Algorithm: The implementation of Trie Tree (C++)

Question:

There is a text file which includes many lines. And each line has only one word or phrase. Now, please implement a program to get the prefix of each word. (Please print each of prefix word behind the original word and separate by a blank space.) For example,

<Word.txt>

chock choc

choice choi

clamp cl

cant ca

cool coo

color col

Solution:

The basic idea of my solution for this issue is to take advantage of Trie Tree.

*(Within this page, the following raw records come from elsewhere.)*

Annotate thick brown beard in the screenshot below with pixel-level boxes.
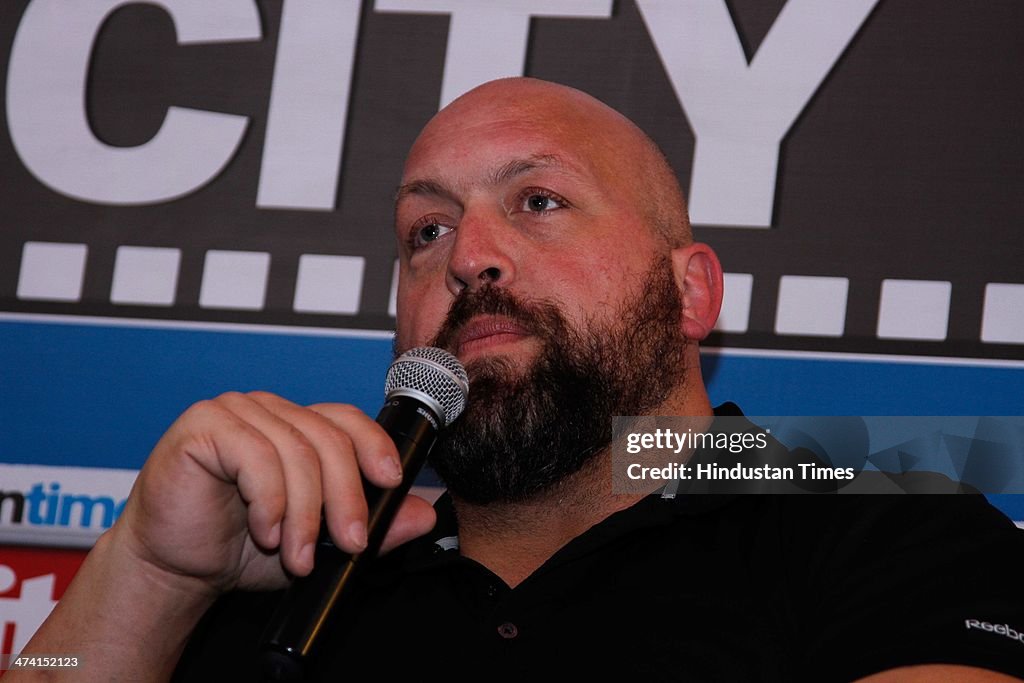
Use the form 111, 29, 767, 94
421, 256, 688, 505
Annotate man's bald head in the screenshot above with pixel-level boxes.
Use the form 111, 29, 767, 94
394, 79, 720, 502
406, 77, 692, 248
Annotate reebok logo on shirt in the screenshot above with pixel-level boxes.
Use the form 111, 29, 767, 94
966, 619, 1024, 645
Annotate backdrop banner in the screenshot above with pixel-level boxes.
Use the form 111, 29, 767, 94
1, 0, 1021, 538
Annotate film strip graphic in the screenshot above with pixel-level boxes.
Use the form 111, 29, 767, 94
6, 240, 1024, 355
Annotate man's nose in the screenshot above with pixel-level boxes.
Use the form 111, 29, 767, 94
445, 207, 517, 296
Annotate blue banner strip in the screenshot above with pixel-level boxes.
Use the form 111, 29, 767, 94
2, 320, 1021, 520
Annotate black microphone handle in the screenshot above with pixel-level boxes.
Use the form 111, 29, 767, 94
259, 395, 439, 682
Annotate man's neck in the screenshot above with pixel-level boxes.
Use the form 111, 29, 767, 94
458, 389, 720, 589
451, 454, 646, 589
452, 381, 714, 588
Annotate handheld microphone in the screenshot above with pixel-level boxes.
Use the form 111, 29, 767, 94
259, 347, 468, 681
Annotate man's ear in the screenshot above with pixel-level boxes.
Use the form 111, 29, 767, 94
670, 243, 723, 341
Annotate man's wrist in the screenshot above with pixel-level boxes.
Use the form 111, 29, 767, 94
96, 525, 222, 614
8, 528, 221, 682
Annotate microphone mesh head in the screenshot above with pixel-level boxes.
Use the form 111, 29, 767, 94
384, 347, 469, 427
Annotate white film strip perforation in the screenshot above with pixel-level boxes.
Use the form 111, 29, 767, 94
11, 243, 1024, 345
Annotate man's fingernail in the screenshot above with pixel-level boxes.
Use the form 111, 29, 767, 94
387, 456, 403, 481
300, 542, 314, 570
349, 521, 368, 550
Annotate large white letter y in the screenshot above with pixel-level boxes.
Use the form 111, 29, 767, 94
638, 0, 879, 227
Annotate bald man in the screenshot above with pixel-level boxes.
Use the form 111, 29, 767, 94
14, 79, 1024, 682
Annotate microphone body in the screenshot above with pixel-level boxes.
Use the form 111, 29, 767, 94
260, 348, 467, 681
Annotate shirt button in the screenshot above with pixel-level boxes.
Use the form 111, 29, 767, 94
497, 622, 519, 639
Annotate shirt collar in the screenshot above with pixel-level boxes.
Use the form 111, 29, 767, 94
391, 403, 752, 576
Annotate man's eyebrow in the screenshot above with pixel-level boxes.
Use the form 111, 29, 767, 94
394, 178, 453, 203
489, 154, 564, 186
394, 154, 571, 204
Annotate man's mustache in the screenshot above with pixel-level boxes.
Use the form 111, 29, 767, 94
430, 286, 559, 354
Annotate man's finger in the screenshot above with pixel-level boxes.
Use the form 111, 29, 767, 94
216, 392, 325, 576
307, 403, 404, 489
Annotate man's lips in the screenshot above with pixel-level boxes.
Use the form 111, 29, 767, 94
454, 316, 532, 357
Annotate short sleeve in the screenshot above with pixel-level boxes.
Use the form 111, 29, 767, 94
794, 494, 1024, 680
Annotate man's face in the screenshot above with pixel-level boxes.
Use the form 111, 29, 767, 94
391, 83, 688, 501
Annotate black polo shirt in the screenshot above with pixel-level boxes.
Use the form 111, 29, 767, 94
173, 414, 1024, 681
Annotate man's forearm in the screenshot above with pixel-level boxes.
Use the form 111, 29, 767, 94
5, 529, 217, 683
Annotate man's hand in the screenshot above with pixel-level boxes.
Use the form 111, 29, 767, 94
117, 391, 438, 594
9, 392, 438, 682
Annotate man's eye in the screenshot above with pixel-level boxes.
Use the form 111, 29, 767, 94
524, 193, 562, 212
412, 222, 453, 249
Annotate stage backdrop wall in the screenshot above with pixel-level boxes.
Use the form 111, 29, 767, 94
1, 0, 1022, 652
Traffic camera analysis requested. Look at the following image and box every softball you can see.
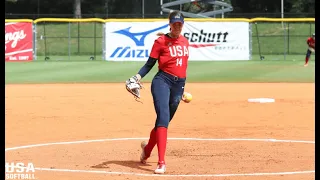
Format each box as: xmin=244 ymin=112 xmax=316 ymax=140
xmin=182 ymin=92 xmax=192 ymax=103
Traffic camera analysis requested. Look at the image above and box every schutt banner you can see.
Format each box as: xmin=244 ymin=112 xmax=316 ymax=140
xmin=5 ymin=22 xmax=33 ymax=62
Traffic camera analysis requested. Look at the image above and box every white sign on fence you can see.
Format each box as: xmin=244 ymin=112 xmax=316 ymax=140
xmin=104 ymin=21 xmax=250 ymax=61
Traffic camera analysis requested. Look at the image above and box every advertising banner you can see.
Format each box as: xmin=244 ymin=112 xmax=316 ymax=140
xmin=5 ymin=22 xmax=33 ymax=62
xmin=104 ymin=21 xmax=250 ymax=61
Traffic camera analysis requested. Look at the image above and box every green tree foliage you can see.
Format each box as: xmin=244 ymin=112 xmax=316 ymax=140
xmin=5 ymin=0 xmax=314 ymax=18
xmin=286 ymin=0 xmax=315 ymax=14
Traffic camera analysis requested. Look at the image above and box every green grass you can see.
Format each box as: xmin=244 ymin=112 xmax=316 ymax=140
xmin=5 ymin=55 xmax=315 ymax=84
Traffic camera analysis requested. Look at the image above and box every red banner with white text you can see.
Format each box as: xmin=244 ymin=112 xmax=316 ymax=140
xmin=5 ymin=22 xmax=33 ymax=62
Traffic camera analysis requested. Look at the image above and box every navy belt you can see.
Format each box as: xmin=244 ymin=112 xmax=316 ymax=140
xmin=158 ymin=70 xmax=186 ymax=82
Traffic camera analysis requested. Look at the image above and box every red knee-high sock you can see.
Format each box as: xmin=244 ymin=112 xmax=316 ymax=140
xmin=156 ymin=127 xmax=168 ymax=164
xmin=144 ymin=128 xmax=157 ymax=157
xmin=305 ymin=56 xmax=309 ymax=64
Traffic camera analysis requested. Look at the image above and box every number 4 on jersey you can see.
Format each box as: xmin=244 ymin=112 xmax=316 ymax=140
xmin=176 ymin=58 xmax=182 ymax=66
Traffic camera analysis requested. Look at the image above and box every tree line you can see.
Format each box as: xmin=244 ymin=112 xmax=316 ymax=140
xmin=5 ymin=0 xmax=314 ymax=19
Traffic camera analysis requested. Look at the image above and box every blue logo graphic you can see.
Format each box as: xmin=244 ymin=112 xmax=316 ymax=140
xmin=110 ymin=24 xmax=169 ymax=59
xmin=113 ymin=24 xmax=169 ymax=46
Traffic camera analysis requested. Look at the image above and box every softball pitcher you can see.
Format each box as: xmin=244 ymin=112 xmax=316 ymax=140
xmin=125 ymin=10 xmax=189 ymax=174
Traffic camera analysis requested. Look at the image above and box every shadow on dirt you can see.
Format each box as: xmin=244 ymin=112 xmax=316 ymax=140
xmin=91 ymin=160 xmax=155 ymax=173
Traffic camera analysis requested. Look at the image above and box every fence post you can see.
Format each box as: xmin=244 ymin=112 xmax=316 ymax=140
xmin=68 ymin=22 xmax=71 ymax=61
xmin=44 ymin=22 xmax=48 ymax=60
xmin=33 ymin=22 xmax=37 ymax=60
xmin=78 ymin=22 xmax=80 ymax=54
xmin=102 ymin=22 xmax=106 ymax=61
xmin=249 ymin=22 xmax=252 ymax=60
xmin=283 ymin=22 xmax=287 ymax=60
xmin=94 ymin=22 xmax=97 ymax=60
xmin=254 ymin=22 xmax=264 ymax=60
xmin=287 ymin=22 xmax=290 ymax=55
xmin=309 ymin=22 xmax=311 ymax=35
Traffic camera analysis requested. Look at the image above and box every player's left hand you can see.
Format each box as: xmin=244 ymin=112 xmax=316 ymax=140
xmin=125 ymin=75 xmax=143 ymax=99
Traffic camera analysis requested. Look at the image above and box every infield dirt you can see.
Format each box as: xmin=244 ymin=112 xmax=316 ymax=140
xmin=5 ymin=83 xmax=315 ymax=180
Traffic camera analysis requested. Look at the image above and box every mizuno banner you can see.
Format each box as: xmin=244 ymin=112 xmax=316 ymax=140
xmin=104 ymin=21 xmax=250 ymax=61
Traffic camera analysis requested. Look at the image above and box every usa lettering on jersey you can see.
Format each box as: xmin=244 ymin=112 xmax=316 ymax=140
xmin=168 ymin=45 xmax=189 ymax=67
xmin=168 ymin=45 xmax=189 ymax=57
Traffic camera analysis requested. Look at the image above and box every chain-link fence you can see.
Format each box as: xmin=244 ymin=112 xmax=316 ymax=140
xmin=34 ymin=21 xmax=104 ymax=61
xmin=252 ymin=21 xmax=315 ymax=58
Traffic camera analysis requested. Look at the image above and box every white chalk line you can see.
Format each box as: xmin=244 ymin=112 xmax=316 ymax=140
xmin=5 ymin=49 xmax=33 ymax=56
xmin=5 ymin=137 xmax=315 ymax=177
xmin=5 ymin=137 xmax=315 ymax=151
xmin=34 ymin=168 xmax=315 ymax=177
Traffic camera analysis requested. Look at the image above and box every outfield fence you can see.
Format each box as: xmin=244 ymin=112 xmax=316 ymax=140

In this tree, there is a root node which doesn’t have parent node. And each of nodes has 26 child nodes at most. 26 child nodes will be used to save the letter, “a” to “z” respectively.

For inserting each of word, we should pick up each character of word and put it to the proper node. For example, if we want to insert word “chock” to the prefix word. We should pick up the first character ‘c’ and put it to the child nodes of root node. Then, we should pick up the second character ‘h’ and put it to the child nodes of ‘c’ node which is the child node for root node. And next, we will insert the rest characters of word to the tree in the same way.

So, if we insert above words one by one, we should able to get a prefix tree as following.

Algorithm: The implementation of Trie Tree (C++)

Since the prefix of word is a string which could be used to identify a word, we can find that the last character of each prefix word is the last node whose parent has more than 1 child. For example, the prefix word of chock is “choc”. And the end of “choc”, the fourth character, is “c” which has been marked as RED tag. You can see that this node is the last node whose parent “o” has 2 children, “c” and “I”. So, we can find all the end position of prefix for each word.

Design:

After our analysis, we can design 2 classes, Node and PrefixTree.


class Node
{
  public:
    Node* parent ;
    char letter ;
    Node* child[26] ;
    int childNum ;

In class Node, we have 4 members. Member “parent” will direct to the parent node of current node. Member “letter” is used to save the character of the each word. Array “child[26]” is used to save the child nodes for current node. The last member “childNum” will show you the number of children that current node has.


class PrefixTree
{
  private:
    Node* root ;
    char** words ;
  public:
    PrefixTree(char* path) ;
    void getPrefix() ;
    
  
  private:
    char** readWordsFile(char* path) ;
    void insertNode(Node* parent, char* word, int cur) ;
    void createPrefixTree() ;
    
};

In class PrefixTree, we just have 2 variable members. First one is “root” which direct to the root node of prefix tree. And second node is “words”, which is used to store all the words that will be analyzed.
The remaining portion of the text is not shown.